14.3 Waiver. A waiver of any right under the Contract or law is only effective if it is in writing and shall not be deemed to be a waiver of any subsequent breach or default. No failure or delay by a party in exercising any right or remedy under the Contract or by law shall constitute a waiver of that or any other right or remedy, nor prevent or restrict its further exercise of that or any other right or remedy. No single or partial exercise of such right or remedy shall prevent or restrict the further exercise of that or any other right or remedy.

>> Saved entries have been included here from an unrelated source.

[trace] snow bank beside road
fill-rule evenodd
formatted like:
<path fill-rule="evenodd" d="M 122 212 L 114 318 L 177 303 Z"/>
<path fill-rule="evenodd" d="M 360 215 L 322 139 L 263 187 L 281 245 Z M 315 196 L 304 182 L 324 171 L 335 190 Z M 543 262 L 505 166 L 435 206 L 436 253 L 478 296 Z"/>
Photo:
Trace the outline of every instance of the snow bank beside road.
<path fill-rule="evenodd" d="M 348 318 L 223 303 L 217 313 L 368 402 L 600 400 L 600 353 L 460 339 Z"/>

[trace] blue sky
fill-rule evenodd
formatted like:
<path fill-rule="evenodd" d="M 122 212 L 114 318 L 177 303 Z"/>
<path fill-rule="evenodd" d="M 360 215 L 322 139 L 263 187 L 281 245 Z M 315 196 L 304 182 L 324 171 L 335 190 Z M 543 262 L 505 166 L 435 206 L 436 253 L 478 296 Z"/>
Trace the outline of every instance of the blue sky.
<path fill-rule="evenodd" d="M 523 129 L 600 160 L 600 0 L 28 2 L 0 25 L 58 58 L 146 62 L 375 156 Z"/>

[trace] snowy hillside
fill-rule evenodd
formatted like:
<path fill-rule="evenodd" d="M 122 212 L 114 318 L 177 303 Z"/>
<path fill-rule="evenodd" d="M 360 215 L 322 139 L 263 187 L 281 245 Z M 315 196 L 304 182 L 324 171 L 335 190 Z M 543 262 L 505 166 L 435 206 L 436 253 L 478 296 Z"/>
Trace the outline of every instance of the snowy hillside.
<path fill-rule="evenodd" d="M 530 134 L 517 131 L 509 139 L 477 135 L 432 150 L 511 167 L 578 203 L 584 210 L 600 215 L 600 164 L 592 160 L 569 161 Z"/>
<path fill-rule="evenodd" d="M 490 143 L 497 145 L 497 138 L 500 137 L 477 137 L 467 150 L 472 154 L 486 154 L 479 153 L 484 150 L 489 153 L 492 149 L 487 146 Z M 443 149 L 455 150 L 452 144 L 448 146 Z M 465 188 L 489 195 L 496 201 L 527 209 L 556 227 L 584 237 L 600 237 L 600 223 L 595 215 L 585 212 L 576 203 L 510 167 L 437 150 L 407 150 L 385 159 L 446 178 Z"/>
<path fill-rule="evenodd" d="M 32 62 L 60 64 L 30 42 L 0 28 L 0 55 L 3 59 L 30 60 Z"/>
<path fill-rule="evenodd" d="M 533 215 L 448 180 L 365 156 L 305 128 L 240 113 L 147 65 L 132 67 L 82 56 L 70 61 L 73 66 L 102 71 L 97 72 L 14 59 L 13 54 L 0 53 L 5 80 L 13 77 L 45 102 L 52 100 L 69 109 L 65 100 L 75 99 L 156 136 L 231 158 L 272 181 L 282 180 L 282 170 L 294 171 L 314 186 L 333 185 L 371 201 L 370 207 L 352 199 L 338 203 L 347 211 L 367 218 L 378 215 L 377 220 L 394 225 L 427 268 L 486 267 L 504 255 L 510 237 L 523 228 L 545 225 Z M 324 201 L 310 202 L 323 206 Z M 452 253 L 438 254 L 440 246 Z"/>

14.4 Third parties. A person who is not a party to the Contract shall not have any rights to enforce its terms.
14.5 Variation. Except as set out in these Conditions, no variation of the Contract, including the introduction of any additional terms and conditions shall be effective unless it is agreed in writing and signed by Us.
14.6 Governing law. This agreement and any dispute or claim arising out of or in connection with it or its subject matter or formation (including non-contractual disputes or claims) shall be governed by and construed in accordance with the law of England and Wales.
14.7 Jurisdiction Each party irrevocably agrees that the courts of England and Wales shall have exclusive jurisdiction to settle any dispute or claim arising out of or in connection with this Contract or its subject matter or formation (including non-contractual disputes or claims).
15. Definitions
15.1 In these Conditions, the following definitions apply:
Commencement Date: the date on which We issue written acceptance of the Order.
Conditions: these terms and conditions as amended from time to time in accordance with clause 14.5.
Contract: the contract between You and Us for the supply of Goods and/or Services in accordance with these Conditions.
Deliverables: the deliverables set out in the Order.
Delivery Location: meaning as set out in clause 3.1.
Force Majeure Event: meaning as set out it in clause 13.1.
Goods: the goods (or any part of them) set out in the Order.
Goods Specification: any specification for the Goods, including any relevant plans or drawings, that is agreed in writing by You and Us.
Intellectual Property Rights: patents, rights to inventions, copyright and related rights, trade marks, business names and domain names, rights in get-up, goodwill and the right to sue for passing off, rights in designs, database rights, rights to use, and protect the confidentiality of, confidential information (including know-how), and all other intellectual property rights, in each case whether registered or unregistered and including all applications and rights to apply for and be granted, renewals or extensions of, and rights to claim priority from, such rights and all similar or equivalent rights or forms of protection which subsist or will subsist now or in the future in any part of the world.
Order: Your order for the supply of Goods and/or Services, as set out in Your purchase order form, or Your written acceptance of Our quotation, or overleaf, as the case may be.
Our Materials: meaning as set out in clause 7.1(e).
Services: the services, including the Deliverables, supplied by Us to You as set out in the Service Specification below.
Service Specification: the description or specification for the Services provided in writing by Us to You.
We or Us: TM Lighting Limited registered in England and Wales with company number 07992545.
You: you, the person or firm who purchases the Goods and/or Services from Us.